Mr Sabbaghzadeh talking to Mandela Washington fellows

He said Salvation Army was working hard to fit into the US federal government's plan to eradicate poverty by 2022.

"Syracuse is nationally recognised because of its poverty. We are doing our best to cater for the poor through our programs."

The Salvation Army, which has been operating in Syracuse for over 100 years, has an annual budget of $20 million funded by grants from the federal and state governments as well as donors.

According to Salvation Army Onondaga County Chief Executive Officer Major Karla Clark, most of the money is raised during Christmas parties. 

"Despite being a church, the Salvation Army serves people of all races and religious faiths.

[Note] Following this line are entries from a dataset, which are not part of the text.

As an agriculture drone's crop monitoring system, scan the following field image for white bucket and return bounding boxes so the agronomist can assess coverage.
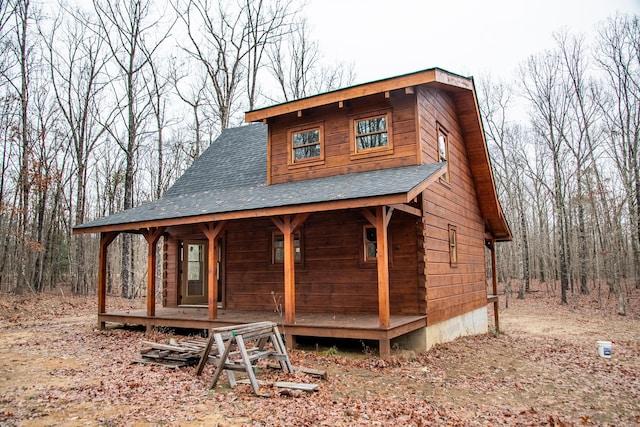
[598,341,611,359]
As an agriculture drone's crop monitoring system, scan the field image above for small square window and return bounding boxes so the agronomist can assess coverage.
[449,225,458,267]
[293,129,320,162]
[355,115,389,151]
[363,226,378,261]
[288,123,324,166]
[272,233,302,264]
[351,112,393,158]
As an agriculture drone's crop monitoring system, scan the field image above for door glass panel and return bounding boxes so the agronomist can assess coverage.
[187,243,204,296]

Nobody is required to be a church member in order to receive our services," said Major Clark when she addressed visiting 2016 Mandela Washington fellows at her office.

Apart from offering shelter and food to the homeless, the church also runs the Therapy program which is aimed at helping youths break away from gangs and find alternatives like jobs and education to reduce the levels of violence in the city.

Syracuse is estimated to have over 100 gangs.

Apart from these church run initiatives, poor people in Syracuse, a town which falls under Onondaga County, have two other options of having a meal.

Firstly, the Onondanga County provides food and other supplies through a program called the Food Bank.

Here, those in need are registered by the county administration and queue up at centers to receive their meals.

According to Stopper, the Food Bank in a county benefits from US Federal funding.

Food banks operate like warehouses where food stuffs are collected and stored before being distributed to NGOs and food pantries which give food to the needy.

Secondly, the needy also receive meals from several centers called Pantries where free meals are issued at no cost.

The pantries survive on generosity from donors and other well wishers to feed thousands of people in Syracuse.

Apart from receiving donated food supplies, the pantries also buy cheap food stuffs from the local Food Banks.